Par La Presse Canadienne, 2022

TORONTO — La Ville de Toronto a déclaré qu'elle veillera à ce que tous ses sous-traitants en sécurité accommodent et réembauchent les employés sikhs qui ont été démis de leurs fonctions parce que la pilosité faciale requise par leur religion allait à l'encontre des règles liées à la COVID-19.

L'Organisation mondiale des sikhs s'était plainte à la ville au nom de plus de 100 agents de sécurité sikhs, qui, selon eux, étaient tenus de porter des masques N95 scellés directement sur le visage – une règle qui ne permet pas les poils au visage.

Une déclaration de la Ville indique que les masques N95 sont nécessaires dans les refuges où une éclosion de COVID-19 se produit.
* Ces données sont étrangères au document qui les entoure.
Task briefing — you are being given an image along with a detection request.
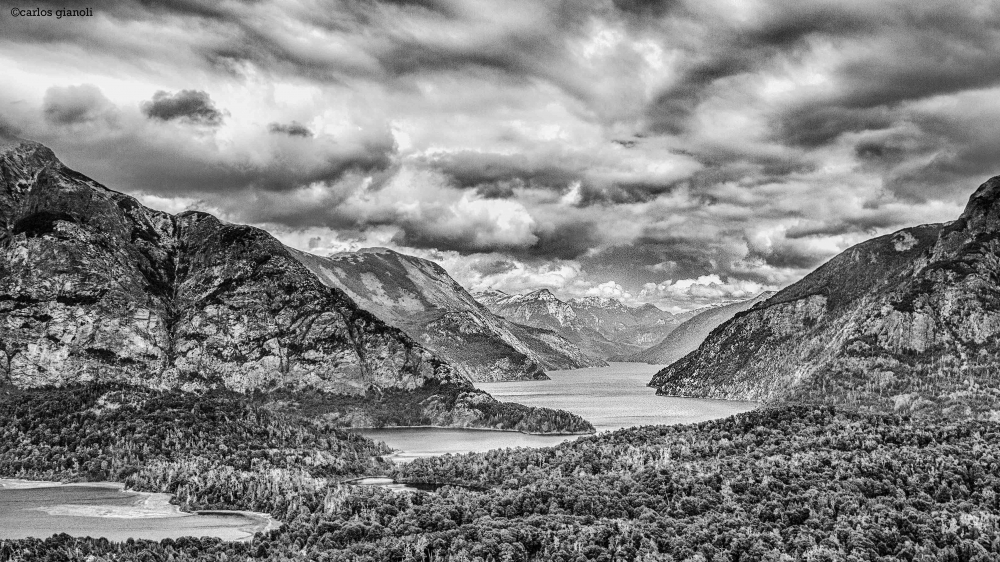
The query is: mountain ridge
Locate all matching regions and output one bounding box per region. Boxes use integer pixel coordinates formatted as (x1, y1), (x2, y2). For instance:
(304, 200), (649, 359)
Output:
(626, 291), (774, 365)
(293, 248), (595, 381)
(650, 177), (1000, 418)
(473, 289), (681, 360)
(0, 140), (593, 433)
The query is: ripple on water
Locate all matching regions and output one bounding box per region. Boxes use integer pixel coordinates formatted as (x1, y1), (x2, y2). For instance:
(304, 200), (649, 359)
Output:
(0, 479), (271, 541)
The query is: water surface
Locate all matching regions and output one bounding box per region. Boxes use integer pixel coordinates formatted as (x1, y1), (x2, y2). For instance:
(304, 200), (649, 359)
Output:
(357, 363), (757, 462)
(0, 479), (270, 541)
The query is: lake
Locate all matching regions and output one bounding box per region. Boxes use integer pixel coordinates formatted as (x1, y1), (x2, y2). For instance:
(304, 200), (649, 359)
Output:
(357, 363), (757, 462)
(0, 479), (272, 541)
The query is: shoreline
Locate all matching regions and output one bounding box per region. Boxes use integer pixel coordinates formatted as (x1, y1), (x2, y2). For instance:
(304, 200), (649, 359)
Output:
(0, 478), (282, 542)
(348, 425), (597, 437)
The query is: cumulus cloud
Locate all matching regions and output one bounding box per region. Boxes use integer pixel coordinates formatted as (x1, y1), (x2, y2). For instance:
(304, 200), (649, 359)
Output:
(639, 274), (775, 310)
(267, 121), (312, 137)
(142, 90), (222, 126)
(0, 0), (1000, 308)
(42, 84), (113, 125)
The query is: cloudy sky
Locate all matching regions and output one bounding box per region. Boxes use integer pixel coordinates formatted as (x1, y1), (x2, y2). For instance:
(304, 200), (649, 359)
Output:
(0, 0), (1000, 310)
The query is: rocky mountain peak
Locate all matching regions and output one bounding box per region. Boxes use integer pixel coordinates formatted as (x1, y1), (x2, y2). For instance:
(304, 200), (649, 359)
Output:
(958, 176), (1000, 232)
(0, 135), (62, 181)
(525, 289), (559, 302)
(569, 297), (625, 308)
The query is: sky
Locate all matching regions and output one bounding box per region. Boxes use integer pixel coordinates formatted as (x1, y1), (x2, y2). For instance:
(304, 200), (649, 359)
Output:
(0, 0), (1000, 311)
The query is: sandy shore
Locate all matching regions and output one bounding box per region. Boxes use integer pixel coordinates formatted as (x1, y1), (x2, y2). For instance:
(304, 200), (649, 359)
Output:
(0, 478), (281, 541)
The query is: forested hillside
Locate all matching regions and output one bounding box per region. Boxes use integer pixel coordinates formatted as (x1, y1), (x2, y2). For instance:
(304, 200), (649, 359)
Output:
(0, 406), (1000, 562)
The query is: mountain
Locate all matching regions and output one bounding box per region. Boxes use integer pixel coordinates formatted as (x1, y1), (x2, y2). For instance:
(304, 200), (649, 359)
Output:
(293, 248), (601, 381)
(0, 139), (585, 429)
(650, 177), (1000, 418)
(627, 292), (774, 365)
(475, 289), (681, 359)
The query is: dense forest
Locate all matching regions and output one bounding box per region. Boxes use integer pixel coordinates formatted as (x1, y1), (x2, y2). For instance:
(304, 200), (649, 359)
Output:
(0, 395), (1000, 562)
(274, 381), (594, 434)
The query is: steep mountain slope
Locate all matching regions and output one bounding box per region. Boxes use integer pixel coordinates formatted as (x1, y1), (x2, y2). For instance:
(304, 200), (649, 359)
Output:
(475, 289), (681, 359)
(0, 139), (589, 431)
(627, 292), (774, 365)
(294, 248), (595, 381)
(0, 137), (465, 393)
(650, 174), (1000, 417)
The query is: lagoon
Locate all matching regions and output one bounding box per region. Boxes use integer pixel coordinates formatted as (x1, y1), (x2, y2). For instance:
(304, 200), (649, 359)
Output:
(357, 363), (758, 462)
(0, 479), (274, 541)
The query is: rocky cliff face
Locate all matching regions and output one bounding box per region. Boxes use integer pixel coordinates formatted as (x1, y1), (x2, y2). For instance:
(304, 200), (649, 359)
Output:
(476, 289), (681, 360)
(0, 139), (460, 393)
(294, 248), (595, 381)
(627, 292), (774, 365)
(651, 178), (1000, 419)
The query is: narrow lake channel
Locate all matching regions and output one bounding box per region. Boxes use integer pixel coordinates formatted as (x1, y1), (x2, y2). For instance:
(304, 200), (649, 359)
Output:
(357, 363), (757, 462)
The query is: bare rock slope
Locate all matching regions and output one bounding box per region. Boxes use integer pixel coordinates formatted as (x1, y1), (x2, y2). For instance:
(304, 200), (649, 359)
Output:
(650, 174), (1000, 418)
(294, 248), (600, 381)
(0, 139), (592, 432)
(475, 289), (684, 360)
(0, 136), (464, 393)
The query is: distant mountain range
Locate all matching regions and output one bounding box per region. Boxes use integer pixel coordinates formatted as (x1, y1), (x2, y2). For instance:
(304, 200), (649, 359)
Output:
(293, 248), (605, 381)
(650, 173), (1000, 418)
(625, 291), (774, 365)
(0, 138), (589, 431)
(474, 289), (689, 359)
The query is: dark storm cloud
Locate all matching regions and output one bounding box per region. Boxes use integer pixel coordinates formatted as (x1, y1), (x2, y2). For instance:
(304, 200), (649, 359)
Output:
(777, 105), (899, 148)
(427, 151), (580, 192)
(514, 221), (601, 259)
(7, 0), (1000, 302)
(42, 84), (111, 125)
(142, 90), (222, 127)
(612, 0), (681, 18)
(267, 121), (312, 137)
(471, 259), (517, 275)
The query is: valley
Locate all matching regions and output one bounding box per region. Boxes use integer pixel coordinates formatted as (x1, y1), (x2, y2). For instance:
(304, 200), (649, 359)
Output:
(0, 140), (1000, 562)
(353, 363), (757, 462)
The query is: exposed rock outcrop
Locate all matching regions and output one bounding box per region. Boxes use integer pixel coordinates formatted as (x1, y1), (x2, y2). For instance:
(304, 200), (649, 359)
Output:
(650, 178), (1000, 418)
(626, 291), (774, 365)
(475, 289), (686, 360)
(294, 248), (602, 381)
(0, 140), (460, 393)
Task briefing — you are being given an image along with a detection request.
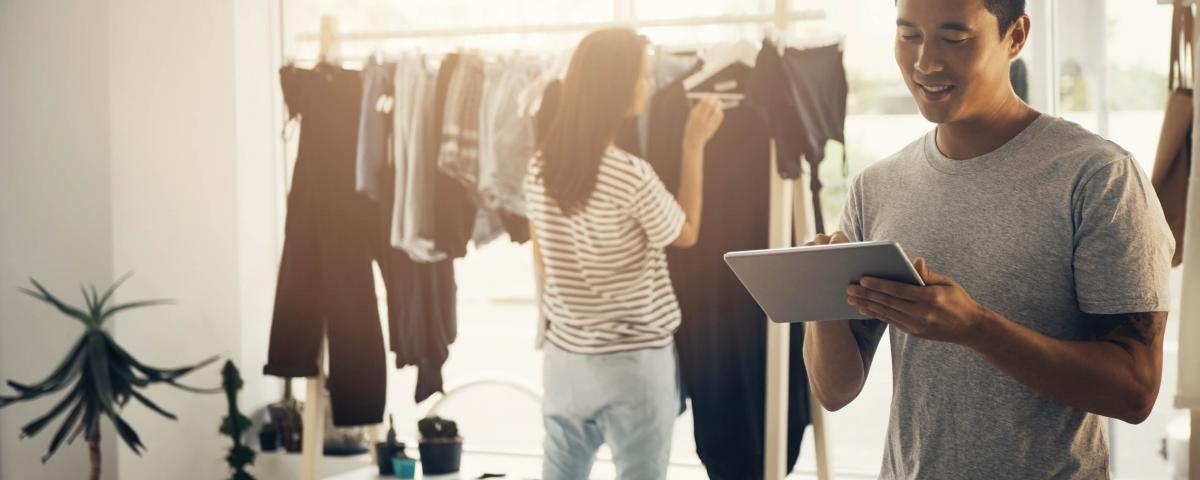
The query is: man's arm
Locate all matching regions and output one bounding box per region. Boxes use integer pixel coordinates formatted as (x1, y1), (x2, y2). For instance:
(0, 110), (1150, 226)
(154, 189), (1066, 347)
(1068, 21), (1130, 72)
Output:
(804, 233), (886, 412)
(847, 259), (1166, 424)
(971, 312), (1166, 424)
(804, 320), (884, 412)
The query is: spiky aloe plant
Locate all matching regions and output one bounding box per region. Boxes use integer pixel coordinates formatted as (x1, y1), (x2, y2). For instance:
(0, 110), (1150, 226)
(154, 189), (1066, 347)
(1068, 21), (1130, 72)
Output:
(0, 272), (220, 480)
(220, 360), (254, 480)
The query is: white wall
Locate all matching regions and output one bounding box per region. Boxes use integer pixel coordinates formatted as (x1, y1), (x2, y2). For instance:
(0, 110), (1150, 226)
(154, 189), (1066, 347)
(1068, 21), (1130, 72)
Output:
(0, 0), (116, 479)
(0, 0), (280, 479)
(109, 0), (277, 479)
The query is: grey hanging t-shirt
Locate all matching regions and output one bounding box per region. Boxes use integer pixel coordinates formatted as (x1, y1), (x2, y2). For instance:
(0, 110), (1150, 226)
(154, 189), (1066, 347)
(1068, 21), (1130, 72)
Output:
(841, 115), (1174, 479)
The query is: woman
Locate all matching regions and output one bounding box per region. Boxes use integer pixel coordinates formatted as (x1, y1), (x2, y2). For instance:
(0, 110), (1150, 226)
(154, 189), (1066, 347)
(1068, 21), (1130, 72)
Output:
(524, 29), (722, 480)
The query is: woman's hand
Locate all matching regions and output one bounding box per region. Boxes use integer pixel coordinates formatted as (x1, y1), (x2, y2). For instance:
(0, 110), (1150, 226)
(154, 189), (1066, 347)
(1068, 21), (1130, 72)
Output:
(683, 97), (725, 156)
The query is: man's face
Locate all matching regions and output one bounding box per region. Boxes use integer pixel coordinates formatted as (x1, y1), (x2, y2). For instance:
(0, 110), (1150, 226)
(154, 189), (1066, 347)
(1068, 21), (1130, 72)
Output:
(895, 0), (1015, 124)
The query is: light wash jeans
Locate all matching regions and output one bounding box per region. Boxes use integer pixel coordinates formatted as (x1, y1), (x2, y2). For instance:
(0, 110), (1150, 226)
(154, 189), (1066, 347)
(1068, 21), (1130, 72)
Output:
(541, 342), (680, 480)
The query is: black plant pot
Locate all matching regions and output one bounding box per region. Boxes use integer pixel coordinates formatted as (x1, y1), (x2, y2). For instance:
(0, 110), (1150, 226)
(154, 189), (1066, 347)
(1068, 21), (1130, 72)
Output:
(258, 428), (280, 451)
(376, 442), (397, 476)
(420, 437), (462, 475)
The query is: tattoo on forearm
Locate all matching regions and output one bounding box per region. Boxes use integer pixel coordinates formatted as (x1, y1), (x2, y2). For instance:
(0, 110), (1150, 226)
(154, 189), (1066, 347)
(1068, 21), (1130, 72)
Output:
(1091, 312), (1166, 347)
(850, 319), (887, 358)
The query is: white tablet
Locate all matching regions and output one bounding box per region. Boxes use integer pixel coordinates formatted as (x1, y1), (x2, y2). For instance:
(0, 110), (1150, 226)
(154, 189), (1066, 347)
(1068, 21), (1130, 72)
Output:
(725, 241), (925, 323)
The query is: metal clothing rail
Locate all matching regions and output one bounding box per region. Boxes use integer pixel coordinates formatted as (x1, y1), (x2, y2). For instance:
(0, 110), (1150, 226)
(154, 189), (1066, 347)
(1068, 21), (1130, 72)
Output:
(296, 10), (824, 42)
(296, 6), (832, 480)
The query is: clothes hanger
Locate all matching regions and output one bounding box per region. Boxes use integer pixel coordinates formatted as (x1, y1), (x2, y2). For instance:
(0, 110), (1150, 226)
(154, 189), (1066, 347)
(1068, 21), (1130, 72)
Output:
(683, 38), (758, 91)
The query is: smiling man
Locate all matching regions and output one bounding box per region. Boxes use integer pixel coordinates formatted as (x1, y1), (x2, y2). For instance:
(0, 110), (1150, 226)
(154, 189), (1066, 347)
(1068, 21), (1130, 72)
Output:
(804, 0), (1174, 479)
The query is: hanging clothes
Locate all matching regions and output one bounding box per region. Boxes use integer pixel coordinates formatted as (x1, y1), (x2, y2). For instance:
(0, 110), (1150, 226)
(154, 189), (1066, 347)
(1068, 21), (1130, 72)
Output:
(755, 38), (850, 233)
(390, 56), (446, 263)
(647, 64), (809, 479)
(359, 58), (457, 402)
(426, 54), (478, 258)
(263, 64), (386, 426)
(374, 147), (458, 403)
(479, 58), (544, 216)
(355, 56), (396, 200)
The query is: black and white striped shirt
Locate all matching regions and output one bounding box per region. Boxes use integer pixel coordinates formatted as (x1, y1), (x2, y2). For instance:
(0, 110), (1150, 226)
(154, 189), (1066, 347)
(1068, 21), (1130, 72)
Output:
(524, 146), (685, 354)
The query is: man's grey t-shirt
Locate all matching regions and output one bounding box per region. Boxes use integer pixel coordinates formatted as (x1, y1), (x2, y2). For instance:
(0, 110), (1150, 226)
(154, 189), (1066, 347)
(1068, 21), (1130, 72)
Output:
(841, 115), (1175, 479)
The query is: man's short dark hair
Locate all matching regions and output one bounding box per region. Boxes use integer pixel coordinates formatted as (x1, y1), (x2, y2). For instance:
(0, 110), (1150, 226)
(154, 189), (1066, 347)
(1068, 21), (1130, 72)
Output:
(983, 0), (1025, 38)
(895, 0), (1025, 38)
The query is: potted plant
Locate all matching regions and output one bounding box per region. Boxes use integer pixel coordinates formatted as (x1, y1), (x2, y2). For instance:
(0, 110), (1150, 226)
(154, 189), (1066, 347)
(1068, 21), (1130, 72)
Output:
(258, 421), (280, 451)
(374, 414), (401, 476)
(0, 274), (220, 480)
(266, 378), (304, 454)
(416, 416), (462, 475)
(220, 360), (254, 480)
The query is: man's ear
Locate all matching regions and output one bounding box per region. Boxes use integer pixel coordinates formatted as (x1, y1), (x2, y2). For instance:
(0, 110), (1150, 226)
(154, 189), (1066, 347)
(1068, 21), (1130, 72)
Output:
(1006, 14), (1031, 60)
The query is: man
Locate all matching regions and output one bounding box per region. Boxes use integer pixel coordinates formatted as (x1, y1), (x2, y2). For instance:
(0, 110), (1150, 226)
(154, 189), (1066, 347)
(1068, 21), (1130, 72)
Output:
(804, 0), (1174, 479)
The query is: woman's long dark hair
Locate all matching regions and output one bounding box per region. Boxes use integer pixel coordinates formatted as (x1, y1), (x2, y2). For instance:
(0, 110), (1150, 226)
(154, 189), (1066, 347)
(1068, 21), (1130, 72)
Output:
(539, 28), (646, 215)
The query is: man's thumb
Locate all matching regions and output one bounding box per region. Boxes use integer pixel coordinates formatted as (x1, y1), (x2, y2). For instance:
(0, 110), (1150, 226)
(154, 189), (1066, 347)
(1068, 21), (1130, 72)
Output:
(912, 257), (929, 283)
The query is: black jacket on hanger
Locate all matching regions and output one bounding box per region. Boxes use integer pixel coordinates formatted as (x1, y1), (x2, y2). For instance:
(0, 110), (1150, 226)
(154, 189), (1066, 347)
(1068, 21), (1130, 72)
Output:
(755, 40), (850, 233)
(263, 64), (386, 426)
(647, 64), (809, 479)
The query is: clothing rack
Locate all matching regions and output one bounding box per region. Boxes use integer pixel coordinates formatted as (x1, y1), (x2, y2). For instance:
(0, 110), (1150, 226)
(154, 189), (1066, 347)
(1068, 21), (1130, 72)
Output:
(296, 5), (833, 480)
(1175, 0), (1200, 480)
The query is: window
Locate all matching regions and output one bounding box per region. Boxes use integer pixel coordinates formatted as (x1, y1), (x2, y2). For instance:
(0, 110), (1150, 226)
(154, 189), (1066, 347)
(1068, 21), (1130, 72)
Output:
(274, 0), (1181, 479)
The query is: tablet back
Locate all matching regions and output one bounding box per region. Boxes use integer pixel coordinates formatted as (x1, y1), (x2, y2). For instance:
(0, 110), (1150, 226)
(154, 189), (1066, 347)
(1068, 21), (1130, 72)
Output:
(725, 241), (924, 323)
L'Organisation mondiale des sikhs affirme que les sous-traitants en sécurité ont licencié certains de leurs gardes sikhs et en ont déplacé d'autres vers des sites alternatifs, mais souligne que ces réinstallations s'accompagnent souvent de rétrogradations de grade et de salaire.

La Ville dit qu'elle a ordonné à ses sous-traitants de réintégrer immédiatement toute personne licenciée et que les employés devraient être accommodés dans d'autres lieux de la ville, y compris dans des refuges qui ne vivent pas d'éclosions de COVID-19.

L'Organisation mondiale des sikhs demande à la ville de réintégrer tous les gardes à leur poste d'origine et de les indemniser pour tout le temps manqué ou pour lequel ils ont été rétrogradés.